As it stands, of the four finalists, I think that Dr Rodney Smith’s credentials are the most impressive. I’ve looked at all of them and one of their credentials left me wondering: “Now, are they serious?” Indeed, what we want is to find people who are at the top of their game anywhere and—if they cannot be found locally and we must bring them back to the Bahamas—then let’s do so in order to elevate the standard of our tertiary education. That should be the number one priority.
I don’t think that Dr Smith should forever be made to pay a price for his error. Yes, it is impossible for him to be totally separated from that faux pas; however, the more important question is whether that would weaken him if he leads the college in challenging the status quo in the Bahamas. He has to be deliberately iconoclastic – this is the only way by which universities fertilize new thought! Could the purported plagiarism be an albatross, a constant reminder by some who question his academic credibility? One could understand the reservations being expressed by some within the academic community. However, I hold the view that Smith—with an impressive resume and a tenure that was on the up-and-up—should be given a second look-see (yes, look-see...).

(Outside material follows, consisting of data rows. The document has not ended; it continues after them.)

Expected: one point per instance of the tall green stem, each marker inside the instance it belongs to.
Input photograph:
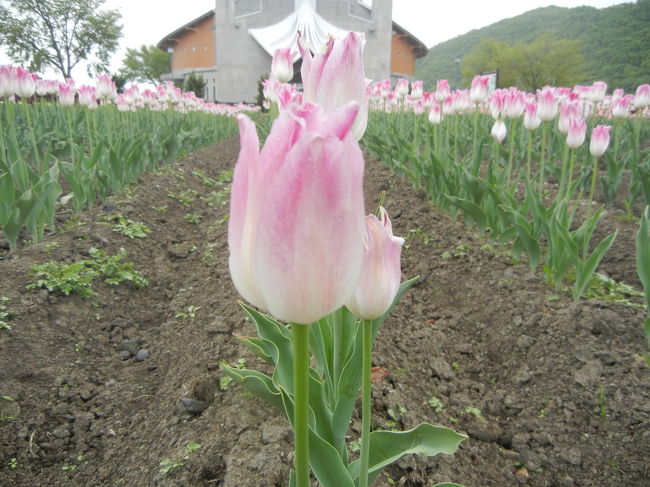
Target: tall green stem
(300, 335)
(542, 158)
(366, 399)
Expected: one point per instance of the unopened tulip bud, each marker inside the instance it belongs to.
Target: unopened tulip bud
(642, 97)
(282, 65)
(380, 271)
(599, 140)
(66, 96)
(499, 130)
(546, 104)
(576, 133)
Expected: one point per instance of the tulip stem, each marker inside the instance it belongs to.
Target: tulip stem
(301, 403)
(366, 398)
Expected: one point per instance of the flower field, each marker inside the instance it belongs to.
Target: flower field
(123, 341)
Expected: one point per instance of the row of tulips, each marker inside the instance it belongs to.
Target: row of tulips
(462, 155)
(301, 249)
(59, 144)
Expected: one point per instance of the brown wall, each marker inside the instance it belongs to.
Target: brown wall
(195, 47)
(402, 57)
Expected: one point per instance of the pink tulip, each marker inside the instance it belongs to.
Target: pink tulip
(282, 65)
(296, 228)
(105, 88)
(642, 98)
(66, 95)
(417, 90)
(25, 85)
(402, 88)
(621, 108)
(576, 133)
(442, 90)
(499, 130)
(435, 114)
(480, 89)
(546, 104)
(599, 140)
(336, 77)
(87, 96)
(380, 271)
(568, 111)
(531, 120)
(7, 81)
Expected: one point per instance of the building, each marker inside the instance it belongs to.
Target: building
(232, 45)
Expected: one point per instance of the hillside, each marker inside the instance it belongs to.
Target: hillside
(616, 42)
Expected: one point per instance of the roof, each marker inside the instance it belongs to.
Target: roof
(170, 39)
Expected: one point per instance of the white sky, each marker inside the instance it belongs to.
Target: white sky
(431, 21)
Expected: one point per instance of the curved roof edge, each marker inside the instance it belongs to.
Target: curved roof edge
(169, 40)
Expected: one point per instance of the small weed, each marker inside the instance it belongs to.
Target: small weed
(5, 315)
(190, 313)
(206, 180)
(224, 382)
(192, 218)
(77, 277)
(208, 254)
(73, 222)
(601, 403)
(168, 464)
(186, 197)
(217, 198)
(435, 404)
(130, 228)
(50, 246)
(475, 411)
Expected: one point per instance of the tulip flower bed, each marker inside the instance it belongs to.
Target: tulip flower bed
(124, 387)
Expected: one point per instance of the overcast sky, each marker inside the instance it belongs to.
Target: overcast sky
(148, 21)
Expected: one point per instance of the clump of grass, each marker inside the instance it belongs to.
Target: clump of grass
(77, 277)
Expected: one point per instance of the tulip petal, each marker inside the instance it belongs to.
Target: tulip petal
(310, 234)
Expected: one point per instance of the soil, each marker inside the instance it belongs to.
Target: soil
(551, 392)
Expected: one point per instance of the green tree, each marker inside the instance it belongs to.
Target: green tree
(195, 83)
(529, 66)
(59, 33)
(145, 64)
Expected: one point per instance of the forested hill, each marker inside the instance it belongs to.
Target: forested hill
(616, 42)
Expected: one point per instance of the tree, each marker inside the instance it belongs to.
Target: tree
(195, 83)
(59, 33)
(145, 64)
(529, 66)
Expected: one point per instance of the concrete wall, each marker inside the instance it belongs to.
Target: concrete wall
(195, 49)
(240, 60)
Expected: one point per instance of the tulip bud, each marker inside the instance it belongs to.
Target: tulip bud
(336, 77)
(380, 272)
(576, 133)
(66, 96)
(499, 130)
(642, 98)
(531, 120)
(546, 104)
(599, 140)
(480, 89)
(282, 65)
(295, 231)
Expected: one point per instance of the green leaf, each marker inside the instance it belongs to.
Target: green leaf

Relative to the four contenders for the presidency, how many of them we would have given a second look to if the position of president was opened to all and sundry? Why did the government not also attempt to lure away the leaders of major universities abroad such as Howard, Morehouse, the University of North Carolina and so on? If we want the best, we must incorporate local and foreign talent, sieving through them all until we have what or who amounts to being the best of the crop. As it stands, the speaking tours that the presidential candidates have been on appear to be a public relations gimmick to sell these individuals to the public. Are the speaking engagements intended as a roundabout way to seek vetting by the public?
What COB needs is a president who can mould the minds of people, who has an unbelievable ability to draw out the best in educators, who can raise money, who can foster an independent spirit and who could take the college from really good to great. Where is the Keva Bethel of the 21st century, who can truly advance the institution from a renowned college to an illustrious university?